Elle avait tort et s’en rendait compte. C’était stupide de lui chercher querelle simplement parce qu’il venait d’exprimer l’intention d’échapper pour un temps à son emprise mais elle était ainsi faite : qui se mêlait de l’aimer et voyait sa flamme exaucée lui devait de demeurer sous son joug parfumé aussi longtemps qu’elle le voudrait. Claude méritait une punition, elle ne lui fit pas attendre :
— Certes j’y tiens plus que vous ne sauriez le penser ! fit-elle avec un sourire radieux. N’allez pas vous faire tuer au moins !… Tout serait à recommencer et je ne vois pas qui je pourrais bien épouser à présent !
— Madame ! protesta-t-il blessé. Je croyais que vous m’aimiez…
— Mais je vous aime, Monseigneur ! Que cela cependant ne vous retarde pas. Au fond j’aurai tant à faire ici que je n’aurai pas le temps de m’ennuyer. Il se peut d’ailleurs que j’aille à Luynes chercher mes enfants ! Ils me manquent plus que je ne saurais dire…
Muet et impuissant, Gabriel avait assisté à l’escarmouche sans oser broncher mais en souhaitant éperdument être ailleurs. Il avait songé à demander au Duc la permission de l’accompagner mais il n’était pas difficile de deviner comment la Duchesse réagirait. Il sut très vite comment l’heureux époux aurait reçu sa demande quand il l’entendit déclarer qu’il était charmé de son retour et qu’il confiait Marie à ses soins. Le rêve qu’il avait caressé au long de la route n’était pas près de se réaliser…
En effet, à l’affût de nouvelles armes, le Roi venait d’adopter le mousquet et de créer du même coup la première compagnie de mousquetaires à cheval : une centaine de gentilshommes choisis et placés sous le commandement d’Armand-Jean de Peyre, comte de Tréville. Voué à la garde rapprochée de la personne royale, ce nouveau régiment promettait d’être le plus recherché. Et Gabriel de Malleville souhaitait ardemment, à présent, pouvoir porter un jour la casaque bleue à la croix fleurdelisée… Hélas, pour l’instant il lui fallait rester là où le sort l’avait mis…
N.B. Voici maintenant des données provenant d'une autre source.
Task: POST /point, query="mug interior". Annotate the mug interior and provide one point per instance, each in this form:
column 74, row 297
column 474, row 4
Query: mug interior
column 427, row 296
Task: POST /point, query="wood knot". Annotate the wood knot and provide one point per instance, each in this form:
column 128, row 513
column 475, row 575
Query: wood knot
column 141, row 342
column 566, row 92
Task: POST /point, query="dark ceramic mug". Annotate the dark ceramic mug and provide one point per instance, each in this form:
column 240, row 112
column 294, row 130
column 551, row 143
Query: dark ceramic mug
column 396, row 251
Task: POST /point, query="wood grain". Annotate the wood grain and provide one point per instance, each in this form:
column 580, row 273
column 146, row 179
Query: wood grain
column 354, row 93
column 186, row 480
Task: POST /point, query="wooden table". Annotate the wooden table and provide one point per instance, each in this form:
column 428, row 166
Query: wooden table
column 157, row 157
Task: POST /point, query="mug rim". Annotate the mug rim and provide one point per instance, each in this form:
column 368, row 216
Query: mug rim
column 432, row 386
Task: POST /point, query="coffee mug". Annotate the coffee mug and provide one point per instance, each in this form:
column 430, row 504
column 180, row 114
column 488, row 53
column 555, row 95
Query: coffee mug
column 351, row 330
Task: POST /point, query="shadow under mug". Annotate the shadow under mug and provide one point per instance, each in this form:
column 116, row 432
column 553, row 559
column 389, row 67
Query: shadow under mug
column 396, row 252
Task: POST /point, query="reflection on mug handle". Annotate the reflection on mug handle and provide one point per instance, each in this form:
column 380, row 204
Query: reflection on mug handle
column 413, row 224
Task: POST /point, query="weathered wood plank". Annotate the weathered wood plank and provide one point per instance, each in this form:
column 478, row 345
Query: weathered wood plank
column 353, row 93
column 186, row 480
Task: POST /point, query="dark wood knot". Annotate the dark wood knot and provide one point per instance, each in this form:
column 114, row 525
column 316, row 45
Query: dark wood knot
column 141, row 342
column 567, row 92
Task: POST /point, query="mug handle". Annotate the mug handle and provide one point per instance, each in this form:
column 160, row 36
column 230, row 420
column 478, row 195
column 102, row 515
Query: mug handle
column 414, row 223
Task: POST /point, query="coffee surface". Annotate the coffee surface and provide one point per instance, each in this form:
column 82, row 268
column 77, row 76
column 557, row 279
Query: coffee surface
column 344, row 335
Un mois jour pour jour après son mariage, Claude de Chevreuse rejoignait, à Saint-Emilion, le Roi qui arrivait juste après la reddition de Royan. Un peu inquiet tout de même sur l’accueil qu’il allait recevoir… Or tout se passa le mieux du monde. Heureux d’une victoire augurant bien de la suite de sa campagne, Louis XIII reçut son « cousin » comme s’il l’avait quitté la veille et même l’embrassa. En dépit d’un physique austère dont sa gravité naturelle augmentait l’effet, le jeune roi de vingt et un ans pouvait se montrer charmant et ses rares sourires possédaient un charme inattendu.
— Nos armes font merveille, mon cousin, lui dit-il, mais grâce à Dieu il reste encore beaucoup à faire et vous arrivez à point nommé pour en prendre votre belle part.
Pas un mot sur le malencontreux mariage, pas un mot sur Marie !
— Dois-je lui en parler ? Présenter des excuses ? demanda Chevreuse à Bassompierre qu’il retrouvait avec un réel soulagement. Les deux hommes en effet étaient à peu près du même âge et se connaissaient depuis leur enfance lorraine.